Scholar of the Year: Mark Ward Sr.

The Religious Communication Association is pleased to announce that Mark Ward Sr. is our Scholar of the Year.  Professor Ward Sr. joined RCA in 2009, earned his Ph.D. in rhetorical and communication studies from Clemson University in 2010, and since then has served on the faculty of the University of Houston-Victoria, where he’s a full professor of communication. His ethnographic research on religious communication and media has been published in over 40 scholarly articles and essays. He’s authored, coauthored, or edited eight books—including The Electronic Church in the Digital Age, for which he received the Clifford G. Christians Ethics Research Award, and this year’s RCA Edited Volume of the Year, God Talk: The Problem of Divine-Human Communication. The awards selection committee wrote, “We believe that God Talk will significantly impact our field, stimulating new conversations and inspiring further research on this crucial topic.”
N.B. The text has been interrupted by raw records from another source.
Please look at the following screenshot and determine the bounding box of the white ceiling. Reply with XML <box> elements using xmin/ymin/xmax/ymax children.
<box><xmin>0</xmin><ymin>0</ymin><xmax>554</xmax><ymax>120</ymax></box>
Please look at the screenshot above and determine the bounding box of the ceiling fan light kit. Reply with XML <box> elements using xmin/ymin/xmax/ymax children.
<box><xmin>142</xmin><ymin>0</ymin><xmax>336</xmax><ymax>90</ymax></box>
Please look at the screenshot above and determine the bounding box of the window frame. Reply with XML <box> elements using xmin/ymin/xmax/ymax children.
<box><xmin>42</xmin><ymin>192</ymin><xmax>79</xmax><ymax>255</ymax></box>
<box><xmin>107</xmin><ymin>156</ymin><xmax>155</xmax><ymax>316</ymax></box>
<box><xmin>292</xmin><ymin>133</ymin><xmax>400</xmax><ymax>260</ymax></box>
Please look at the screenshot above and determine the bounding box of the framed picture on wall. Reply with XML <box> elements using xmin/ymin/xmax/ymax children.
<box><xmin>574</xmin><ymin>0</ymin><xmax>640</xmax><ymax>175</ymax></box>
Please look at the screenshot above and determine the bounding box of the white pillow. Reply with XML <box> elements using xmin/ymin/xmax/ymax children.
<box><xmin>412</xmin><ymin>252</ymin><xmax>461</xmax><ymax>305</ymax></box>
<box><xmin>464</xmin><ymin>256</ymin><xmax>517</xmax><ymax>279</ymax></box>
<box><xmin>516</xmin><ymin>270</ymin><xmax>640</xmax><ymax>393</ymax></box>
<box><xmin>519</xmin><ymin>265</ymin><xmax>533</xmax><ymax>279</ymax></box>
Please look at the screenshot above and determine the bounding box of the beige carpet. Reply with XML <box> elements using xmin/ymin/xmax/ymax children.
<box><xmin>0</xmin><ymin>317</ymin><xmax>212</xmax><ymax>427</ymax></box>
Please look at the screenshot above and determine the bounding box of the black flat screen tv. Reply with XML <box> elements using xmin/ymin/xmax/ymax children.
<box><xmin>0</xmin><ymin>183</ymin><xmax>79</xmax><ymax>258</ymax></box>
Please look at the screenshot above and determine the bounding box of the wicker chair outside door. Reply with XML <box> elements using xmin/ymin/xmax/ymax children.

Dr. Ward’s latest book will be released next month. Inside Evangelicalism: The Culture of Conservative White Christianity takes his 20 years of ethnographic research on American evangelical culture and makes it accessible in a single volume for general and scholarly readers. And for the first time, Dr. Ward incorporates autoethnographic research from his own experiences in evangelical culture. His textbooks include Introduction to Public Speaking: An Inductive Approach, and the coauthored Organizational Communication: Theory, Research, and Practice.

Dr. Ward has served as our Electronic Communications Curator since 2014 on the RCA Executive Council. He’s a three-time winner of the RCA Article of the Year Award. He has also received the David R. Maines Narrative Research Award, Digital Religion Research Award, and this year’s Outstanding Community Activism/Engagement/Service Award from the NCA Spiritual Communication Division. In addition, he’s received his institution’s highest awards for scholarship and service.

Before entering academia, Dr. Ward was communications director and journal editor for national nonprofit and religious organizations. As an independent writer, he’s authored more than 2,000 magazine features, and as a broadcaster, his experience ranges from local radio announcer and deejay to national program syndication and voice talent.